In [10]:
import torch
import cv2
import numpy as np
import pyrealsense2 as rs
import pandas as pd

In [11]:

class ObjectDection:
    def __init__(self,file1,file2=None,isRealsense=False):
        self.video = file1
        self.right_camera = file2
        self.model = self.load_model()
        self.isRealsense = isRealsense


    def load_model(self):
        model = torch.hub.load('ultralytics/yolov5', 'yolov5s')
        return model
    
    def camera_setup(self):
        pipeline = rs.pipeline()
        pipeline_wrapper = rs.pipeline_wrapper(pipeline)
        config = rs.config()
        pipeline_profile = config.resolve(pipeline_wrapper)
        device = pipeline_profile.get_device()
        device_product_line = str(device.get_info(rs.camera_info.product_line))

        config.enable_stream(rs.stream.depth, 640, 480, rs.format.z16, 30)
        config.enable_stream(rs.stream.color, 640, 480, rs.format.bgr8, 30)

        # Start streaming
        pipeline.start(config)
        return pipeline
     

    def capture(self):
        if self.isRealsense:
            pipeline = self.camera_setup()

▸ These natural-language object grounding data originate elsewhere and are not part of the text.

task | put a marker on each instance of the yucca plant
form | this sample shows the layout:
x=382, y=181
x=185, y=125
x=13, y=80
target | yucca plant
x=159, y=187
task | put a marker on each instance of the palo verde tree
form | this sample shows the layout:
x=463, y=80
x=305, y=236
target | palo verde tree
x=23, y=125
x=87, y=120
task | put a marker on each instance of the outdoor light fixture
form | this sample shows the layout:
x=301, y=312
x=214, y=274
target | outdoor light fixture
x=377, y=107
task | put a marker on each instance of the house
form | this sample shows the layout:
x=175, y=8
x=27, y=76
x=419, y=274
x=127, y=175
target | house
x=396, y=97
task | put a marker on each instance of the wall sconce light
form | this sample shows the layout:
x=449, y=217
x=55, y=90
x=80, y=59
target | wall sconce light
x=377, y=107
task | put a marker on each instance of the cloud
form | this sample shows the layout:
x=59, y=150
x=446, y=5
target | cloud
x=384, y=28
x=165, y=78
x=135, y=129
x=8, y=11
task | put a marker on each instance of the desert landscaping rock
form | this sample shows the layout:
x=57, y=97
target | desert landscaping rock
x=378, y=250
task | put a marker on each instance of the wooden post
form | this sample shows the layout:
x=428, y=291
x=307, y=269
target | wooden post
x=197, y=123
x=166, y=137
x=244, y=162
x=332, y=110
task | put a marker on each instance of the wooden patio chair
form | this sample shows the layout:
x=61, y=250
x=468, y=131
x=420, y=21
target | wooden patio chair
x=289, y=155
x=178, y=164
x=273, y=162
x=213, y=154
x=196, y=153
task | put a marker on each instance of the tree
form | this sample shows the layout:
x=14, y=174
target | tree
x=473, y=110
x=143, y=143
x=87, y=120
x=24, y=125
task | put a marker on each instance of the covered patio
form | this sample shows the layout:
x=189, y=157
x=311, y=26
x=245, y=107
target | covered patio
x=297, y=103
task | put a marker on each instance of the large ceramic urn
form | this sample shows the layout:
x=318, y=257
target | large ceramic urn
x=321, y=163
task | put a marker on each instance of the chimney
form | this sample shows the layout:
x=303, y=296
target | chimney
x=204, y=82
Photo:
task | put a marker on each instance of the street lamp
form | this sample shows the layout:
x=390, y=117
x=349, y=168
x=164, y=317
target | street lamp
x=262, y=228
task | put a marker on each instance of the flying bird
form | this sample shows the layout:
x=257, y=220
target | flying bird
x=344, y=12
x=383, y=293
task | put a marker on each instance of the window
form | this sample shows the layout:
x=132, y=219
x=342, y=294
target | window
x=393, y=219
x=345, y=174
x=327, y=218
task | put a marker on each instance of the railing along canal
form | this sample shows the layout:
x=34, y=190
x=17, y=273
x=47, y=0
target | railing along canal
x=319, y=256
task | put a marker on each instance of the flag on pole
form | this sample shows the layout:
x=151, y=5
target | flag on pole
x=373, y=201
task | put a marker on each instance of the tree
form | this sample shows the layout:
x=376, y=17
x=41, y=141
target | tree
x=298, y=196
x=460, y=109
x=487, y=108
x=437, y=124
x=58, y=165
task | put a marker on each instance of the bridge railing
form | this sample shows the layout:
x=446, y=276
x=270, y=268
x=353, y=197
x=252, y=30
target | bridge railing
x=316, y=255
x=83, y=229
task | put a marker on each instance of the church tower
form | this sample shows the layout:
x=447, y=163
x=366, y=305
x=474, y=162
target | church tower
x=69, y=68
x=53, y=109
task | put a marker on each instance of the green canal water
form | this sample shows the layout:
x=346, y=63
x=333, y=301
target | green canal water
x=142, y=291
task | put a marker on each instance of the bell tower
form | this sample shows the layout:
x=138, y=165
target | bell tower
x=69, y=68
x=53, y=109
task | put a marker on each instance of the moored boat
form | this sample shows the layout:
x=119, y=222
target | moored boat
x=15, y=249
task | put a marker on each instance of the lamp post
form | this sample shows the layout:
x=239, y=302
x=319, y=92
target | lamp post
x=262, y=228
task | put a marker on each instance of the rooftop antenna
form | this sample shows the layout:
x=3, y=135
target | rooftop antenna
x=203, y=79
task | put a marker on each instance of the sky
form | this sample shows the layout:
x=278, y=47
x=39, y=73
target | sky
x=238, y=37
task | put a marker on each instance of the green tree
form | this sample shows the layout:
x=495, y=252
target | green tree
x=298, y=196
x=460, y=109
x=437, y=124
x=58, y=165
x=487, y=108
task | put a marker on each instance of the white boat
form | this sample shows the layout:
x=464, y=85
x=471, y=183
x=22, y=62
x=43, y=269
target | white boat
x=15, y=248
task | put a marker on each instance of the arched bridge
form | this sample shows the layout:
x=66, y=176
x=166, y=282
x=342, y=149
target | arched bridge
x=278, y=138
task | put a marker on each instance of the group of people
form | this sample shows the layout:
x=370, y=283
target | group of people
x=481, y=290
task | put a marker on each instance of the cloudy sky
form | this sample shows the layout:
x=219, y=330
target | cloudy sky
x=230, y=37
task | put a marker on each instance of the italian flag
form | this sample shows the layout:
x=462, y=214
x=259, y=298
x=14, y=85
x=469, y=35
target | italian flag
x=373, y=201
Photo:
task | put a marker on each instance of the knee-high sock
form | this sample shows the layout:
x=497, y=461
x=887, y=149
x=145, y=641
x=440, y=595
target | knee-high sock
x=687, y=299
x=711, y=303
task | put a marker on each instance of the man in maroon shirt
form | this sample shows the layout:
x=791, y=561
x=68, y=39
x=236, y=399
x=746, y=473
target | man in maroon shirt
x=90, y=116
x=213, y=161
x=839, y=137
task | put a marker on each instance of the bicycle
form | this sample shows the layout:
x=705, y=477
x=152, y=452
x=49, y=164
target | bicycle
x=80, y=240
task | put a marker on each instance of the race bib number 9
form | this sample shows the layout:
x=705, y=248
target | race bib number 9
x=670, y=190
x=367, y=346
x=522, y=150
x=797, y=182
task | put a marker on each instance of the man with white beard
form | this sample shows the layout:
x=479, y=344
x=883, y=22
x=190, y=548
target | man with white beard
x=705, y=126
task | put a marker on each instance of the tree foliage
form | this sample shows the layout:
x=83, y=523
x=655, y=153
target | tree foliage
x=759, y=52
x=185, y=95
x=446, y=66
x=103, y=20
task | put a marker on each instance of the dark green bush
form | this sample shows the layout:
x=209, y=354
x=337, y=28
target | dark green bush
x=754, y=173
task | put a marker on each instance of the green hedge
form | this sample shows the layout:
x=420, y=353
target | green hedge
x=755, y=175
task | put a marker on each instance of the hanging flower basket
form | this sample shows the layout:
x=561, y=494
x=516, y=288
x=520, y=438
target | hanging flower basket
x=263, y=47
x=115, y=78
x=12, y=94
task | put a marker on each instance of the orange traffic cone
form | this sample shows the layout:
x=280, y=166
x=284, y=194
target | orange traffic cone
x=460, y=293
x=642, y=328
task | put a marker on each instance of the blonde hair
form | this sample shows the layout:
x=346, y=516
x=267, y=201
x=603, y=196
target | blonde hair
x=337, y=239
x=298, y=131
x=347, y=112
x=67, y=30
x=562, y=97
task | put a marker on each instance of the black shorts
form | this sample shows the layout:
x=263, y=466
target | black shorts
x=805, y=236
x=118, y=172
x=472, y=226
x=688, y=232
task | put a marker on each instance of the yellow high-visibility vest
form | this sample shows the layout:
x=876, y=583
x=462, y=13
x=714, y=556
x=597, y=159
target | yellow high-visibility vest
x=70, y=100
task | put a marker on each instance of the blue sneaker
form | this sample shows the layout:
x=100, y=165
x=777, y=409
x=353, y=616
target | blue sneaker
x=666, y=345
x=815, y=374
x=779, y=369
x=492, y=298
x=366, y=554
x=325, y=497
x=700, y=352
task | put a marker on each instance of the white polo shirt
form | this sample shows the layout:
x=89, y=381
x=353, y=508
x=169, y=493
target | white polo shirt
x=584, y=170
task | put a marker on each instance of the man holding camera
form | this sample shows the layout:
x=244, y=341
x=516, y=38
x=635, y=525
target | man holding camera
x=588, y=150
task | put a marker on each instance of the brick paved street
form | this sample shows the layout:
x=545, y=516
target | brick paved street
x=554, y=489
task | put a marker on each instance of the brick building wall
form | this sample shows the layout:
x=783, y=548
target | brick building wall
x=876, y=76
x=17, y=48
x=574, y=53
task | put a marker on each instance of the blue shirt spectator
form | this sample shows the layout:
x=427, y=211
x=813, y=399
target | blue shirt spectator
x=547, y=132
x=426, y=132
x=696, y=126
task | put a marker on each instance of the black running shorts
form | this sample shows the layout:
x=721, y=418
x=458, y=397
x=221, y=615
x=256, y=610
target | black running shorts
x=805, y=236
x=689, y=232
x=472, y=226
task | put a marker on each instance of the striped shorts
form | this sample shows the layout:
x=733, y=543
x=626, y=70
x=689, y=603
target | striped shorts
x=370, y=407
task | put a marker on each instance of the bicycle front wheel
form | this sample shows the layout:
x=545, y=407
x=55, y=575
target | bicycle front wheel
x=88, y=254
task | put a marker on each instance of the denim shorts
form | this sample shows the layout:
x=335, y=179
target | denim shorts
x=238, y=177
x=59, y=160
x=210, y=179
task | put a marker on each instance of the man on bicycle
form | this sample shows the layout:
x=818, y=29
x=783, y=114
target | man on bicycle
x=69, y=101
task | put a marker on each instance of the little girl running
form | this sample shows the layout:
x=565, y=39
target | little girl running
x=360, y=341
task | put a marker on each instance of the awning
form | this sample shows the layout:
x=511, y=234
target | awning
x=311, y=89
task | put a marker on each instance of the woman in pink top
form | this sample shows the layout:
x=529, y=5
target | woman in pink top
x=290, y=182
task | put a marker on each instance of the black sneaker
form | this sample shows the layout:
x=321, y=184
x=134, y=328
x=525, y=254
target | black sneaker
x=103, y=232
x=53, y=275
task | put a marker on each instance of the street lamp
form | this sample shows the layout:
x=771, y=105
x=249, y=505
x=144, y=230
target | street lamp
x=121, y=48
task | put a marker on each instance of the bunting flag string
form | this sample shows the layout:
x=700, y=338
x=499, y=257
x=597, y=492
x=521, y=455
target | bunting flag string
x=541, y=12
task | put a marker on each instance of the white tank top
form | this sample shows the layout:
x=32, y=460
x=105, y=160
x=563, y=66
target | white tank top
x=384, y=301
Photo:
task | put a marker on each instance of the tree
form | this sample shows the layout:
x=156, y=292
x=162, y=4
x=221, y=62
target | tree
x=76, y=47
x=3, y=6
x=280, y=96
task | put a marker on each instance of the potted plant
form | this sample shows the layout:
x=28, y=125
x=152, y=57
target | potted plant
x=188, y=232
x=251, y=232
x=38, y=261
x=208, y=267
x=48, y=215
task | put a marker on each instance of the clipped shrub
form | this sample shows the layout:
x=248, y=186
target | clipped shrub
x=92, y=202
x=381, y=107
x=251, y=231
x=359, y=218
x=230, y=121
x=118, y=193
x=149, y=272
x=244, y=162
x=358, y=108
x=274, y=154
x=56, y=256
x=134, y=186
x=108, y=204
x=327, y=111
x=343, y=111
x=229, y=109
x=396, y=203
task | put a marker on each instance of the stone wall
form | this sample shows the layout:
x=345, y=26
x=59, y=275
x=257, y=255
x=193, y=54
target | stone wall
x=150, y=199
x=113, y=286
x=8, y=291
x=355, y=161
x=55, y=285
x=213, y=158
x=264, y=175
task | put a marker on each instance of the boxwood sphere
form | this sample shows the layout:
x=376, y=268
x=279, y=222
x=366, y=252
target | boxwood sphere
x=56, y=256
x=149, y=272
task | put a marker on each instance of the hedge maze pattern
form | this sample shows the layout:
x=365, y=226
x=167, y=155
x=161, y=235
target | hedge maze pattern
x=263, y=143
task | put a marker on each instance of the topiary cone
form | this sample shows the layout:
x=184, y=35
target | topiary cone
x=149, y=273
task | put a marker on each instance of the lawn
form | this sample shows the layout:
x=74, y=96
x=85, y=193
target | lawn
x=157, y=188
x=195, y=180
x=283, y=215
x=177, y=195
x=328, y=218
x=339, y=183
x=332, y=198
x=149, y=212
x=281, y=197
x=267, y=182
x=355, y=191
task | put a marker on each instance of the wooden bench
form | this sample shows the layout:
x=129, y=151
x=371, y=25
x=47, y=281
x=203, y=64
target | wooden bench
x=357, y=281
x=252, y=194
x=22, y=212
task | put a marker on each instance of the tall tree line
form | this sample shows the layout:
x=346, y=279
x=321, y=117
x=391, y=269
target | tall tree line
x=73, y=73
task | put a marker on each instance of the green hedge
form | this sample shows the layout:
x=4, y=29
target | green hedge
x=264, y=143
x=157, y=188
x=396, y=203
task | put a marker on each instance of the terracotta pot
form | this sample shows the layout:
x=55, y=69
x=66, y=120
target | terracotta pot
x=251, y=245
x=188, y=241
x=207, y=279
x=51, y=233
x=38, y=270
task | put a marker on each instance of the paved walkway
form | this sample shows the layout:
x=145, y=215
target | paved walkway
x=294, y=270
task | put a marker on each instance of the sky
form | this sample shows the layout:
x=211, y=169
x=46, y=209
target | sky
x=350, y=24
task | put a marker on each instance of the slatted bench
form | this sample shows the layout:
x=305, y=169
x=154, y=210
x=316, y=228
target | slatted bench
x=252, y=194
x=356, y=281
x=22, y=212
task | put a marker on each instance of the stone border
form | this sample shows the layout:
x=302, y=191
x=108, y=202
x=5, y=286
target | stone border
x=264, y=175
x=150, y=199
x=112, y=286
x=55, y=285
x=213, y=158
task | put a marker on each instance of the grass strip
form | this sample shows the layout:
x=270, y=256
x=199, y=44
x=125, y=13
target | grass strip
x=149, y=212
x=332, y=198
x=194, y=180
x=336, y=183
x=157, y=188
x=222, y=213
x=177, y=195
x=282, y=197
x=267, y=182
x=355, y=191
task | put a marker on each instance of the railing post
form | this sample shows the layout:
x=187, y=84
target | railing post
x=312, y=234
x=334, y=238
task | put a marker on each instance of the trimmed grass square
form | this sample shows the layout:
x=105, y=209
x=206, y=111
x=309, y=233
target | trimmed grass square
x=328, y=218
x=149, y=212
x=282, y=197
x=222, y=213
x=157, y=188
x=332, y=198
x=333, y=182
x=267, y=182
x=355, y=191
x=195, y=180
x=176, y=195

        cap = cv2.VideoCapture(self.video)
        #cap_right = cv2.VideoCapture(self.right_camera)
        while True:
            if self.isRealsense:
                ret,color_image,depth_image = self.get_frame(pipeline)
            else:
                ret,color_image = cap.read()
                depth_image = None

            if ret:
                result_object = self.detect_object(color_image)

                cords = self.write_result(result_object,color_image)
                if depth_image:
                    self.write_depth(color_image,depth_image,cords)
                cv2.imshow("frame",color_image)
                key = cv2.waitKey(1)
                if key == 27 or key == ord("q"):
                    break
        print("Finish")
        cap.release()
        cv2.destroyAllWindows()
        


    def detect_object(self,color_frame):
        #color_frame = [color_frame]
        results = self.model(color_frame)
        #labels,cord = results.xyxyn[0][:,-1], results.xyxyn[0][:,:-1]

        return results

    def detect_depth(self,depth_image,point):
            return depth_image[point[1], point[0]]


    
    def __call__(self):
        self.capture()

    def get_frame(self,pipeline):
        frames = pipeline.wait_for_frames()
        depth_frame = frames.get_depth_frame()
        color_frame = frames.get_color_frame()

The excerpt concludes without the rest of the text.